Percy's having a constant mental struggle between his fatal flaw of loyalty with a promise he made to Bianca to protect Nico, versus his Big 3 kid desire to maim other Big 3 kids / Poseidon descendant urge to totally maim Nico specifically. He hates Nico so so much. He thinks Nico's annoying and weird at best, and creepy/sketchy when he's older. The only positive thoughts Percy has towards Nico are "He's Bianca's brother and Bianca was my friend and I owe her/He's Hazel's brother and Hazel is my friend and would kill me if I was mean to him," "He's a powerful asset and useful ally (if questionable)," and "He's kinda pathetic and I feel maybe a little bad about it." Percy has multiple occasions throughout the series where he strongly considers - and on one occasionally actually goes through with - throttling Nico.
Meanwhile, Nico is following around Percy like a lost puppy. He explicitly can never bring himself to even dislike anything about Percy no matter how hard he tries.

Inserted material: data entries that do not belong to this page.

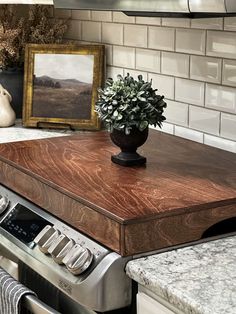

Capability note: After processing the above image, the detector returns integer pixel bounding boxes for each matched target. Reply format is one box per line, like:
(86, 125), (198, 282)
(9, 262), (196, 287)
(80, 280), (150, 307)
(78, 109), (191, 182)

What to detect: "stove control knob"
(48, 234), (75, 264)
(0, 196), (10, 215)
(62, 244), (93, 275)
(34, 225), (60, 254)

He has a whole bit in BoO where he's mentally going "UGH he's so stupid BUT IT'S ENDEARING HOW DARE HE." He's totally smitten. He's making deals with his dad for Percy. He's making convoluted plans to help Percy stand a chance against Kronos. During the entirety of BoTL it's like he's playing tsundere - "I'm helping NOT PERCY SPECIFICALLY with this quest! Me helping Percy would be SILLY because I DEFINITELY HATE HIM." Then he proceeds to show up to Percy's birthday party to basically ask him on a weird date and spend the entire next book scrambling around trying to help him or protect him or impress him. And Percy could not give less of a shit.
Just. That dynamic is so funny to me. Percy is the founder of the Nico Protection Club in that he's the one they're all protecting Nico from and meanwhile Nico is throwing himself at Percy to the point where the literal god of gay love calls him out on it.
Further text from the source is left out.